You can post any amount of material you want. Some people just post excerpts, rather than posting the entire book. But you gain fans, and readers with every posting. So if you only post the excerpt, you won’t collect as many readers, which means you won’t acquire as much exposure. I know several people now who have posted excerpts in the hope the scene will hook the reader, but I’m not aware of anyone actually selling a book from doing this.
Updating regularly is the surest way to acquire readers and hopefully sales. I try to post a new scene three times a week. After every upload I usually gain one to two new fans. I’m not sure how many Wattpad readers are buying the book now, the only way I know I’ve made a sale is if the readers tell me through email, or through the comments section that they’ve bought it.

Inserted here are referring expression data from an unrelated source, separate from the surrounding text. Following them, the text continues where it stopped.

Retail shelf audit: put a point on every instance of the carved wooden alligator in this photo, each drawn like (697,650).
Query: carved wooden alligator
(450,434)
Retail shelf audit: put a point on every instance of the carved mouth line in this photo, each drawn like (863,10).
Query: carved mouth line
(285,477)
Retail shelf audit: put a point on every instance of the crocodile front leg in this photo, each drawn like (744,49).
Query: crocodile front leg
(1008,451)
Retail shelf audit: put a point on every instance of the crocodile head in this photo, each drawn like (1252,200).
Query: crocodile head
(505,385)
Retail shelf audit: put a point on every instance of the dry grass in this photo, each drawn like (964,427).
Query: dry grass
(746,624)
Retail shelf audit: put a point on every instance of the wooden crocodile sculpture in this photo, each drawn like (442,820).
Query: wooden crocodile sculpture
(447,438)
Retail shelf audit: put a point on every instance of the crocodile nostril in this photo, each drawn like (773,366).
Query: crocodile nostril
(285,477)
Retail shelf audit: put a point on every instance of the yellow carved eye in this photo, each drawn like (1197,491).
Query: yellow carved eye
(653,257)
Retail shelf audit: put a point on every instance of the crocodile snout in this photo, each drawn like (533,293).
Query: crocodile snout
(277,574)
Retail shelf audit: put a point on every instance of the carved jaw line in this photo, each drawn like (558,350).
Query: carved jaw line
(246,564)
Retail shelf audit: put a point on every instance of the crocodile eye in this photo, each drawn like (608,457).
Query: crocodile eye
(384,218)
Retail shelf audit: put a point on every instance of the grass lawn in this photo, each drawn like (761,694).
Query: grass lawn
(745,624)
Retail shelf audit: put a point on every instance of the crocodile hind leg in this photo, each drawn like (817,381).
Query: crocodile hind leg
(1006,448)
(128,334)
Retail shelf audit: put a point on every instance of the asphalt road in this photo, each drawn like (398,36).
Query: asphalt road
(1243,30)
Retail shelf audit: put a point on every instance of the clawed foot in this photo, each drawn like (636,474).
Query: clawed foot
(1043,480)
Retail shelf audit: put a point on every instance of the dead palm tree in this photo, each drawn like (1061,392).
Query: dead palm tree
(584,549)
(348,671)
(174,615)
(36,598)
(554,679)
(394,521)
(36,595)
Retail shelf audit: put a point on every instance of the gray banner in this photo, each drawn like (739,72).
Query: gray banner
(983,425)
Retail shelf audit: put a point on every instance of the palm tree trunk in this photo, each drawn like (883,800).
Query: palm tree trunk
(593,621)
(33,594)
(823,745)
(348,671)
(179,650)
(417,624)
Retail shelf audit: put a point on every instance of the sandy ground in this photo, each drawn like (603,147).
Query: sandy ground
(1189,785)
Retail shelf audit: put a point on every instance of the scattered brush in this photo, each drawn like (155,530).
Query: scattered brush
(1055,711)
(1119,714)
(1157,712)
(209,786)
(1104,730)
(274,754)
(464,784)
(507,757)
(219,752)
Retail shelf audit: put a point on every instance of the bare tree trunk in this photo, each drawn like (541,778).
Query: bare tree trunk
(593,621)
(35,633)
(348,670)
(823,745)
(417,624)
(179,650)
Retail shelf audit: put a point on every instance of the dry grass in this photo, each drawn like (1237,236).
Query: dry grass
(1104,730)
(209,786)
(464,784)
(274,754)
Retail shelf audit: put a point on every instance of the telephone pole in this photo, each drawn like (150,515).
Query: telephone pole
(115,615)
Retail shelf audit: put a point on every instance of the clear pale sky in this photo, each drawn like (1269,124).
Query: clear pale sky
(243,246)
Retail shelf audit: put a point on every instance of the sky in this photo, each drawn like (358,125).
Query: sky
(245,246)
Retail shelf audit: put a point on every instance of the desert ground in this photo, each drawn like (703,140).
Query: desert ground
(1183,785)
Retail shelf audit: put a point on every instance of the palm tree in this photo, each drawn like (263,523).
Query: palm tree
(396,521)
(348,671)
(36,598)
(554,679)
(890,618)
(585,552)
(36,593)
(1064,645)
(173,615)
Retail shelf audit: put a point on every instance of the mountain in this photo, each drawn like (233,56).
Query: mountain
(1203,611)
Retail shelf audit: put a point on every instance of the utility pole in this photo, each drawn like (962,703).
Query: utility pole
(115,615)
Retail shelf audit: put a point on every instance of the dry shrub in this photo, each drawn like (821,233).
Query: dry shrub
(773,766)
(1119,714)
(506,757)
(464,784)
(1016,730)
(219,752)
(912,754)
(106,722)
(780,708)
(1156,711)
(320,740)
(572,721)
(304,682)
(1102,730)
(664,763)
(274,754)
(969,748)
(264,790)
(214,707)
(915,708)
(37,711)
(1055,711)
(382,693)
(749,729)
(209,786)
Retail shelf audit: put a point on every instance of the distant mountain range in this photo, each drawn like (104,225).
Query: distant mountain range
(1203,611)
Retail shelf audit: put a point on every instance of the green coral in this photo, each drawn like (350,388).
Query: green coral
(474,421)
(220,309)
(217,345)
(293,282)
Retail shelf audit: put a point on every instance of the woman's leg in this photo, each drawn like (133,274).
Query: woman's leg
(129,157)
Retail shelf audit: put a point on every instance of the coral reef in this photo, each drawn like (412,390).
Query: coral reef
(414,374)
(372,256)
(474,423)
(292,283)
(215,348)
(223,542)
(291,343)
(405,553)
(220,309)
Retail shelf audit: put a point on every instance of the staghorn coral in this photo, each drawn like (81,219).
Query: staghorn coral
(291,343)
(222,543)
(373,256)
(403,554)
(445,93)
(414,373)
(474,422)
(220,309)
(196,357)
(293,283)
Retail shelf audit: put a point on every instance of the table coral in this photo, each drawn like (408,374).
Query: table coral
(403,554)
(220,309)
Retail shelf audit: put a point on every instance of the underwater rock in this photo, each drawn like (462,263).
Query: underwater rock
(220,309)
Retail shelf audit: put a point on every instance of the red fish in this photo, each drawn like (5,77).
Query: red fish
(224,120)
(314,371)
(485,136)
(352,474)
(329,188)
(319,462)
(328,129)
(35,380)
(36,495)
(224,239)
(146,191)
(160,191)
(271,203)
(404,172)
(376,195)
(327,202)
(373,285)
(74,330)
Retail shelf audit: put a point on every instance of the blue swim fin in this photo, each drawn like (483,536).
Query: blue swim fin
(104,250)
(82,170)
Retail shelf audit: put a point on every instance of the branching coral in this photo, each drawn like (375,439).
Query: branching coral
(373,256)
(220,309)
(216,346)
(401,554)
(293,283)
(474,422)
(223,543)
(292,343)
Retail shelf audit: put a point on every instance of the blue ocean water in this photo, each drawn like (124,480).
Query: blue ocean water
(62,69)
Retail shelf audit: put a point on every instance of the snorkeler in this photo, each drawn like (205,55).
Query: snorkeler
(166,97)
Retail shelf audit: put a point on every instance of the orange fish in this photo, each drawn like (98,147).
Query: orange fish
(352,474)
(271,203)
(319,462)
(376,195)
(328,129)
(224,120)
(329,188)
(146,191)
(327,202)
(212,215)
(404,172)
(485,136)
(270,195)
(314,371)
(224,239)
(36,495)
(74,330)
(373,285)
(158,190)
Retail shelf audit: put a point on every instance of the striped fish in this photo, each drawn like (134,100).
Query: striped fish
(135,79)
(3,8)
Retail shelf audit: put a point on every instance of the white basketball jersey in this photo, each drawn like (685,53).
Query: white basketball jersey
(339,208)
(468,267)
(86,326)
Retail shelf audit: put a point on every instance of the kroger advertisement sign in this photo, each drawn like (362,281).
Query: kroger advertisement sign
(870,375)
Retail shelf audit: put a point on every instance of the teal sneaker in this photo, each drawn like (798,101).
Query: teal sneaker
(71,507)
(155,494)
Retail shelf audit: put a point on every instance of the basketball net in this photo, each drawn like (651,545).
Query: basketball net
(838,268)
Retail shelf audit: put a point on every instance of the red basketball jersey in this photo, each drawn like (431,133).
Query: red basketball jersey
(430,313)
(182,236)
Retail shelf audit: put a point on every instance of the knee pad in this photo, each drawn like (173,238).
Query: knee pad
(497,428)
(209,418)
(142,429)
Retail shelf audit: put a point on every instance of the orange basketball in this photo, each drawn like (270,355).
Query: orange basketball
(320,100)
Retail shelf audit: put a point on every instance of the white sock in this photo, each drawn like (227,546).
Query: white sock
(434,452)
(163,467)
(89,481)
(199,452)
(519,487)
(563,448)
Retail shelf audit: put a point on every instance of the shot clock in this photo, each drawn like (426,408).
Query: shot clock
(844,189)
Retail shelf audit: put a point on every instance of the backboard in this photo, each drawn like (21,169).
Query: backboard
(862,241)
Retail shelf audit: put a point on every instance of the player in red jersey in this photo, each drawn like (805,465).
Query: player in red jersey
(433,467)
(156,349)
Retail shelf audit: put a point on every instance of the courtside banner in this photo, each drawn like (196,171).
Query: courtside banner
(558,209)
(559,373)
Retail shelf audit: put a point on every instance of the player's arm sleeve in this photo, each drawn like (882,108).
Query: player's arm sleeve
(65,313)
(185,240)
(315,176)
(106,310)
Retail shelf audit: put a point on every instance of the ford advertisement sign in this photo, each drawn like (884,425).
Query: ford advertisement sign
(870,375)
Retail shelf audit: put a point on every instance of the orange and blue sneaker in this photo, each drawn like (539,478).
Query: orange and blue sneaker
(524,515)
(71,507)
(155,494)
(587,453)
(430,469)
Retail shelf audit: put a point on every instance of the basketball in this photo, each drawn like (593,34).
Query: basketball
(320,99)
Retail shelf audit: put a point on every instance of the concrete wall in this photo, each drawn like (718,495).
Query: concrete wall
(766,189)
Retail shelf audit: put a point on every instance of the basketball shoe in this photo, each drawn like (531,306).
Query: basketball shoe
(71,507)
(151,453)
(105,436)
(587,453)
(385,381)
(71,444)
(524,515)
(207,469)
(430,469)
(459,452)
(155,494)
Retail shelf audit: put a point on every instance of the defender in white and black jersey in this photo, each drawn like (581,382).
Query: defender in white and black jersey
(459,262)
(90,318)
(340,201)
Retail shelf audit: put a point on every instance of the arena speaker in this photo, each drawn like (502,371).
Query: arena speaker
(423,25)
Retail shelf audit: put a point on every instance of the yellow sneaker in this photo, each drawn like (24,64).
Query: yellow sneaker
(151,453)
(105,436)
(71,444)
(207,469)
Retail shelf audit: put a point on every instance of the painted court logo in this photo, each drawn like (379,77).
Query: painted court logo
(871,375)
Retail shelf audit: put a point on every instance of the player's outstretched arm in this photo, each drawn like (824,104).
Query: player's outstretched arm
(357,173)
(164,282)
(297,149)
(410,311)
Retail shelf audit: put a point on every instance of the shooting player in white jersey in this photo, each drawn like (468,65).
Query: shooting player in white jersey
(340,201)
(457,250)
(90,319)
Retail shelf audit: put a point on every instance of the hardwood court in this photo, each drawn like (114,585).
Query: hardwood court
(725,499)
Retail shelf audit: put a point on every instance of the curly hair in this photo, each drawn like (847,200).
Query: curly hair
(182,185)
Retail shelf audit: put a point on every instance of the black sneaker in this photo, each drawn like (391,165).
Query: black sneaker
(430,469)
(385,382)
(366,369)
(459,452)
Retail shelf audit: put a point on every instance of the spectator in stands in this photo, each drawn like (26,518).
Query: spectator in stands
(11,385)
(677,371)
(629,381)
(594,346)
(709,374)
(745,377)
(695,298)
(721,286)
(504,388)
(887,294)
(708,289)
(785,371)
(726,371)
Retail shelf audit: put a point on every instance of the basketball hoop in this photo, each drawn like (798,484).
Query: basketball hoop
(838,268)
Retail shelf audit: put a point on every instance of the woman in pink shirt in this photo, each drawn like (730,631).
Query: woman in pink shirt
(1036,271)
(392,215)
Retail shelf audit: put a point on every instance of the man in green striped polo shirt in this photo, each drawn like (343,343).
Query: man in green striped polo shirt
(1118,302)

I think the biggest thing to remember about Wattpad, is that not every book is going to be a hit. Some books get discovered, gets tons of comments and tons of votes- while others sit there with only one or two reads on them. This is true within publishing in general, though. In some ways Watt pad is a micro-pool of the larger publishing pool in general.
But it’s free, it’s exposure, and it’s full of readers you probably wouldn’t have reached otherwise. So it’s a win-win as far as I’m concerned.
Jolyn btw, has just published her first novella through Amazon. The book is called CONNECTED, and was originally written on the Wattpad site.
Jolyn is a perfect example of using Wattpad to promote yourself and your work. She has a platform and a fan base I’m totally jealous of. LoL
Please join me in wishing Jolyn many sales and a long publishing career as she takes this first step into Indie publishing.